I dug my toes into the soft mud of the Saigon river. I hugged my knees, watching the dinner boats go by. I grabbed my shins under the hem of my olive green capri pants. I could feel that I needed to shave my legs. I wrinkled my nose and wondered if Tom was looking for me. I’d sort of come out here to get away from him. He wanted to talk about our relationship, which if he knew me at all he would know that would make me want to run more.

I stared out at the boats. I’d been here in ’68–75, a kid just out of college, seeing reporting on the Vietnam War as her first adventure into adulthood, sick to death of 18 year old boys hitting on her, thinkgin that she was younger, now I was here on assignment for a magazine, supposed to write a piece, “Finding Vietnam 40 years later.”

A mosquito buzzed at my ear, but left me alone, mosquitos always left me alone, my dad had always said it was because I ate so much sugar. I brushed it away annoyedly.

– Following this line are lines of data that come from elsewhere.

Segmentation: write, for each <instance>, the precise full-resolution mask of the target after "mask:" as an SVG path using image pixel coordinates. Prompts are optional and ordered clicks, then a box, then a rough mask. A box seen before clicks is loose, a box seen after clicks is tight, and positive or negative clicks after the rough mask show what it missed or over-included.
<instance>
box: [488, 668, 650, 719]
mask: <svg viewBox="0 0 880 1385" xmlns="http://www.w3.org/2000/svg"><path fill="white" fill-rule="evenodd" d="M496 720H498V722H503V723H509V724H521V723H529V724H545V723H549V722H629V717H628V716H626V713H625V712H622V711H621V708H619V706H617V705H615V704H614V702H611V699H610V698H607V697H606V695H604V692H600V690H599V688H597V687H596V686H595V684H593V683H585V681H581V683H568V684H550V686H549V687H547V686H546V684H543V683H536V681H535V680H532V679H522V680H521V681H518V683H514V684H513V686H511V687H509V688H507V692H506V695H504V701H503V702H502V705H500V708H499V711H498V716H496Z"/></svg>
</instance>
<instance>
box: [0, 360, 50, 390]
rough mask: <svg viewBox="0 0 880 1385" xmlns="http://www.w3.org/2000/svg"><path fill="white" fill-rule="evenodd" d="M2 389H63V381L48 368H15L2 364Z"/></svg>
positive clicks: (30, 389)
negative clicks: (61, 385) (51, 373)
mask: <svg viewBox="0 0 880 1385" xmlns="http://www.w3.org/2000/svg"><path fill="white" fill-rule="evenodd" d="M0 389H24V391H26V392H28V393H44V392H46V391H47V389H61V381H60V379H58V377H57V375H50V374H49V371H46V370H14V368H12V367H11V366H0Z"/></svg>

I was also wearing enough sunblock to cover an elephant, but I had always been terrified of getting that sunburn pink seersucker skin that most of the sun drenched hippy women of my childhood had gotten on their forearms and breasts, so I doused myself in expensive cosmetic sunscreen. I touched my face—I know I’m not supposed to—my foundation was melting off. I remembered that from back then, nothing worked in this heat.

I sighed. It was late afternoon and the sky and sunlight were turning a resplendent shade of tangerine streaked with sherbet pink. If I stayed near the hotel for much longer Tom would find me and want to have that annoying conversation about ‘where he stood in the relationship.’ I stood up annoyedly and grabbed my Teaks from where I’d left them at the edge of the river mud—$175 for a pair of ballet flats, I was not going to get them covered in river mud. I picked them up and headed off towards Tu Do street in search of a cup of Vietnamese coffee and to argue with the cafe ladies about how much condensed milk to put in it.